# Rattling coming from pump/tank?



## Deacon22 (Sep 11, 2012)

Hi,

I just recently bought a 20 gallon Top Fin Tank. I have a air decoration (House with chimney and wheel) along with a Top Fin air pump. 

It seems either the pump or the decoration is making a tremendous amount of noise. The pump, when on, just vibrates. I have searched about pump noise and this seems like normal noise. When I hook up the tubing to the decoration (a house with a chimney and wheel) the noise becomes a rattle. 

It does not seem like the rattle is coming directly from the pump. Not sure, but it may be inside the tank.

Also, if I pinch the tubing, air still travels through and the noise stops. I tied a rubber band slightly around the tube to make the noise stop. After seeing this, I disconnected the hose and manually blew air through the tubing, there was no noise other than the bubbles.

Is it ok to tie a rubber band around the hose to lessen the airflow to the decoration, or will this screw up the pump?

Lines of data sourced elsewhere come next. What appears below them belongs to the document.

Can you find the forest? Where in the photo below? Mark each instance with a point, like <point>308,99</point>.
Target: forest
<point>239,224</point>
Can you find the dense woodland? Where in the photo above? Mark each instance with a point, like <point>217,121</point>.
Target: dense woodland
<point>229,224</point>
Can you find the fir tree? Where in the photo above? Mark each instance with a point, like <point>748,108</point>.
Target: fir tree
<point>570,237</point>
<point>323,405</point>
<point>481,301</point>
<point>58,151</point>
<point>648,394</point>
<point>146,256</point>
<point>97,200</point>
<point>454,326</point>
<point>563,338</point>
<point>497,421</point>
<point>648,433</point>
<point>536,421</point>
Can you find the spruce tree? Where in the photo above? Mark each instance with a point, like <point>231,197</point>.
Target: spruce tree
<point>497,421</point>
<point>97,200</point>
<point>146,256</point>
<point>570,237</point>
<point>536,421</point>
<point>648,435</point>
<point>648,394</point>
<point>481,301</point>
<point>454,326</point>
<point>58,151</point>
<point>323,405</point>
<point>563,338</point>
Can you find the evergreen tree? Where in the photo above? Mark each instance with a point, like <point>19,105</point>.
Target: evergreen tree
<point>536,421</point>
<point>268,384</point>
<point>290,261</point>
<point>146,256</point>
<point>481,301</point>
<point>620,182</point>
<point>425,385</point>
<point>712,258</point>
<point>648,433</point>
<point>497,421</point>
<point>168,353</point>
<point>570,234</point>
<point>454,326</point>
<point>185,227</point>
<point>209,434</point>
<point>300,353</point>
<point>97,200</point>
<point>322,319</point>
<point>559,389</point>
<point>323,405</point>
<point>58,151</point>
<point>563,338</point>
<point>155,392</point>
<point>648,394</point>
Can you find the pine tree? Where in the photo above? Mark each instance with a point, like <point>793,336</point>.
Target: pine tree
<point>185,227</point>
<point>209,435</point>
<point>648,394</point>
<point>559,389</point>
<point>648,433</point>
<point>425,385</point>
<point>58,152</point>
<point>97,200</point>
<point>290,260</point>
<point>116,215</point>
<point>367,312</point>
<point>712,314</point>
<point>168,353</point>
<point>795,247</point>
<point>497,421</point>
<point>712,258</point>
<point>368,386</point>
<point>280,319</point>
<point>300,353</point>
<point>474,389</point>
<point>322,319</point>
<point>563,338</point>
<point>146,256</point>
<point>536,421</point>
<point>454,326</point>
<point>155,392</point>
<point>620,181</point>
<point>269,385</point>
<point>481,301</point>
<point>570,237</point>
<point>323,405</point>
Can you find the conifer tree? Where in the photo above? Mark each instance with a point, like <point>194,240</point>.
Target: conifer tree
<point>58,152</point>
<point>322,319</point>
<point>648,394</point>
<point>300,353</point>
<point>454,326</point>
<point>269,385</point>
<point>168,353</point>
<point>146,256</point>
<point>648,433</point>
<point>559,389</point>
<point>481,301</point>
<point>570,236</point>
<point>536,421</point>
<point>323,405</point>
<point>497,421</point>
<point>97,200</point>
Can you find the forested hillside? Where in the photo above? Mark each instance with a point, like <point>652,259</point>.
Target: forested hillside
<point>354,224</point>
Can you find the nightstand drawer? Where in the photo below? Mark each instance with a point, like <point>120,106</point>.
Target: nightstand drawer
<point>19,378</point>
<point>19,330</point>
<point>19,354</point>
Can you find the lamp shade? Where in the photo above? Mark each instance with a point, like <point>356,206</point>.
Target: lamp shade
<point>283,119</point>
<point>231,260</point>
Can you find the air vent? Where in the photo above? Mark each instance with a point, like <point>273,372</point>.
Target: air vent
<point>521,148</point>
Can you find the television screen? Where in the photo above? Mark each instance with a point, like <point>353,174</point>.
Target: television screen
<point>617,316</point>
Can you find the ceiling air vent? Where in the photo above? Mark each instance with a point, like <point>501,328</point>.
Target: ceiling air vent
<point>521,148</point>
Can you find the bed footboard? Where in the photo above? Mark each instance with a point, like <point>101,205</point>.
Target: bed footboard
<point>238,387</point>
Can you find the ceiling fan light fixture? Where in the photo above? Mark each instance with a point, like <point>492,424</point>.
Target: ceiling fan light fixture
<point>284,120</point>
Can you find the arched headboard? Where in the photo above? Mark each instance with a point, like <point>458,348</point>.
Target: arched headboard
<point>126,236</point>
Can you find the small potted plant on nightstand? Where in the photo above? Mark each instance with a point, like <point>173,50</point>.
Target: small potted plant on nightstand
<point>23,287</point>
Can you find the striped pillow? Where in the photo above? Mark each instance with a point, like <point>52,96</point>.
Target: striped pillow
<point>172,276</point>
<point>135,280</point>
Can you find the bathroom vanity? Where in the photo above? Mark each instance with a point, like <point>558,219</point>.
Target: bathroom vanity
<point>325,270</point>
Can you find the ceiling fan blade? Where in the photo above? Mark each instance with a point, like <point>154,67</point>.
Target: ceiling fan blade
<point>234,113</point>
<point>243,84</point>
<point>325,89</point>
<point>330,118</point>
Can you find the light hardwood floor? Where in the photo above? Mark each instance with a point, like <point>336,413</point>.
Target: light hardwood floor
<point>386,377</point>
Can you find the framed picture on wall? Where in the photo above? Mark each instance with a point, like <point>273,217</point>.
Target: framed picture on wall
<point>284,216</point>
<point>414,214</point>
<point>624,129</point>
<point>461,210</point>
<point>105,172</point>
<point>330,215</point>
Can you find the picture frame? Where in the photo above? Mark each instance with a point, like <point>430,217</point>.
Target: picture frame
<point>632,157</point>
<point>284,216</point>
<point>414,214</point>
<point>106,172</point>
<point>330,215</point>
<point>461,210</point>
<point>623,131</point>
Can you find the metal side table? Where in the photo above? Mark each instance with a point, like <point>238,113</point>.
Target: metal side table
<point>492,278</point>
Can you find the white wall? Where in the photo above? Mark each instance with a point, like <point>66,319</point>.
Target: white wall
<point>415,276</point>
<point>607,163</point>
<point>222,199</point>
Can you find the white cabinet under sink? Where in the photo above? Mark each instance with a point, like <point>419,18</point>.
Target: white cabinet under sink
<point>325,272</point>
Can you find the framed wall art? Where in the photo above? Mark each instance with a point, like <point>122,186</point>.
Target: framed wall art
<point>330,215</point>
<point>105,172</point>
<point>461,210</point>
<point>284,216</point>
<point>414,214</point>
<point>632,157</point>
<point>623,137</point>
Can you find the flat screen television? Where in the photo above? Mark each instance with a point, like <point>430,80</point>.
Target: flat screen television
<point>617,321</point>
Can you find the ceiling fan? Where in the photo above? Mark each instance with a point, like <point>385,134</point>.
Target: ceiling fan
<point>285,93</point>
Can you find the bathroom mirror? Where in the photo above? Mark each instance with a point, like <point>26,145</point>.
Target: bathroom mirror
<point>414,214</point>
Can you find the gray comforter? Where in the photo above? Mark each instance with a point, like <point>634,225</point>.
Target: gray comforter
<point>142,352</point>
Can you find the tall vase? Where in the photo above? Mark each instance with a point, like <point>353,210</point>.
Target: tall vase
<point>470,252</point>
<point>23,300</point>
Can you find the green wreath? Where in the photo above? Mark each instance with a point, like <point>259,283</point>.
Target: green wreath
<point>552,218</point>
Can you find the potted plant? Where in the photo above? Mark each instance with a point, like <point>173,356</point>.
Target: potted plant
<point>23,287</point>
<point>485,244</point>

Also, can this still be a pump issue? I was going to get a second pump just to make sure. 

Thanks for the help.


----------



## navigator black (Jan 3, 2012)

I would buy a three dollar gang valve first. See if reducing the air flow to the decoration and adding a second line to bubble will help. It could be back pressure, or just too much air for the device inside.


----------



## jrman83 (Jul 9, 2010)

If it is a double air outlet pump, you'll need to hook up two hoses. Only using one by itself will cause a lot of noise. some of the pumps vibrate against things. Take an old sponge big enough for it to sit on and place it underneath to absorb noise and also make sure nothing is touching it. You can use anything underneath it as long as it cushions.


----------



## Deacon22 (Sep 11, 2012)

Gang Valve did the trick. Thanks so much navigator.


----------



## gtrider6 (Jul 7, 2012)

I suspend my pumps with rubber bands. I only use my pump at night so it has to produce no noise or I can't sleep.


----------